The Mangrove
Mangue is a way of thinking about the city through relationships between
life, land, and culture.
Mangue as a way of thinking
Here, mangue is not simply an image, a metaphor, or a cultural reference.
It is a way of thinking.
The mangrove is a transitional ecosystem, where land and water coexist. Its intertwined roots create support and shelter for life under unstable, saline, and constantly changing conditions. Nothing in the mangrove exists in isolation: survival depends on relationships between species, flows, temporalities, and fragile balances.
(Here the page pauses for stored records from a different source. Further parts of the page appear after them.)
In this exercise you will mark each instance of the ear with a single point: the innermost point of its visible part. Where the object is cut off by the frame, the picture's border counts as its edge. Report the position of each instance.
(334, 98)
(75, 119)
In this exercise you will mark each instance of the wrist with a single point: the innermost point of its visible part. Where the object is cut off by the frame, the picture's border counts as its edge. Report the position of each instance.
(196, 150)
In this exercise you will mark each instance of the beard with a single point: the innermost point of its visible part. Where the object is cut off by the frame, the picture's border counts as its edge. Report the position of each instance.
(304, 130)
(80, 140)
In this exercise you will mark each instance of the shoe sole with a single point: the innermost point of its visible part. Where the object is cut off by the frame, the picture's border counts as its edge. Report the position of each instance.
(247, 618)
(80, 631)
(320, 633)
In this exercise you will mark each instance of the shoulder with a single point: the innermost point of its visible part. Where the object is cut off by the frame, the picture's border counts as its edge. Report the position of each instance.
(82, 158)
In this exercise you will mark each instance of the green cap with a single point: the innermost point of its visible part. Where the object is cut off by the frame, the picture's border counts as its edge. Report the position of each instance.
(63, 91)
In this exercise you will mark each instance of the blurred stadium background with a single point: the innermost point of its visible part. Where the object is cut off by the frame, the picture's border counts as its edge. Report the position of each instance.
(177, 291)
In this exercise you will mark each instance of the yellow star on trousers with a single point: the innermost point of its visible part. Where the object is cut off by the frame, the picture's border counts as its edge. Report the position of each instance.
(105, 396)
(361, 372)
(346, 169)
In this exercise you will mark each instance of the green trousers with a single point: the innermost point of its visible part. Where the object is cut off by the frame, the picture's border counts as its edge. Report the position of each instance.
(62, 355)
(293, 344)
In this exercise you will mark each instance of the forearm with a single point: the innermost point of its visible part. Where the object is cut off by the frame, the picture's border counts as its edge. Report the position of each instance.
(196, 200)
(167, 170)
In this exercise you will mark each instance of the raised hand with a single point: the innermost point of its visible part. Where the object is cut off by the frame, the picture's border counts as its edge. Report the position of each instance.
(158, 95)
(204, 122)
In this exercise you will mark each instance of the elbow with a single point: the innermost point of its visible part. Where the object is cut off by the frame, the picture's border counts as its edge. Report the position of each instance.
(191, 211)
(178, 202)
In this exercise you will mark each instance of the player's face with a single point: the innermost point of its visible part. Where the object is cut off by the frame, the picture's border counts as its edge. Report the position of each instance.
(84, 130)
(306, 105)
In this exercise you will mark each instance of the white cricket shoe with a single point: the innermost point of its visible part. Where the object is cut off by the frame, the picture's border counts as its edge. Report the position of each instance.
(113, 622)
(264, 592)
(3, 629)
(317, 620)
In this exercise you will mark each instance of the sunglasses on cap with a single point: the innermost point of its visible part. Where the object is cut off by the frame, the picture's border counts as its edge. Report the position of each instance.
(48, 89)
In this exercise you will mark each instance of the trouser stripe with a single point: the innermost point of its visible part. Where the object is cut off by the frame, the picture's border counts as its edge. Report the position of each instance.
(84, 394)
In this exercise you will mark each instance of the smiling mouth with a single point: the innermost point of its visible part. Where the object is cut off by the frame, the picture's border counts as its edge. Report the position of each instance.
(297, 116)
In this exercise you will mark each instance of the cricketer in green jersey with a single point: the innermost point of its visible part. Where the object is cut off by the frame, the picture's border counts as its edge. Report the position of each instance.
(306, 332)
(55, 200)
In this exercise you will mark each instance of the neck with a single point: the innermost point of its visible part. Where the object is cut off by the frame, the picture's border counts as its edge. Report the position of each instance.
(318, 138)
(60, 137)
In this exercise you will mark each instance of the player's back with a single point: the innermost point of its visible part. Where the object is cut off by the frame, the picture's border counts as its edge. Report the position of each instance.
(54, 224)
Mangue as a living and cultural landscape
In northeastern Brazil, the mangrove is also a territory of everyday life, work, culture, and resistance. It is a space of movement, livelihood, play, music, and knowledge transmitted through experience, the body, and collective presence. The mangrove teaches that living means coexisting, negotiating, adapting, and sharing space.
Mangue as an urban lens
Thinking about the city through the mangue means paying attention to spaces of transition — between public and private, infrastructure and everyday life, formality and informality. It means understanding the city as a living ecosystem, where relationships matter as much as built form. This lens values life-rooted urban environments, where care, encounter, listening, and adaptability are central to how cities are designed, inhabited, and transformed.
Why mangue matters now
In urban contexts shaped by standardization, speed, and the erosion of social bonds, the mangue offers another logic: one based on interdependence, coexistence, and attentiveness to life’s rhythms.
A logic that does not separate nature, culture, and city, but understands urban space as relational. At studio mangue, mangue is an invitation to observe, experiment, and imagine the urban through these relationships — not as a fixed answer, but as a collective field of inquiry.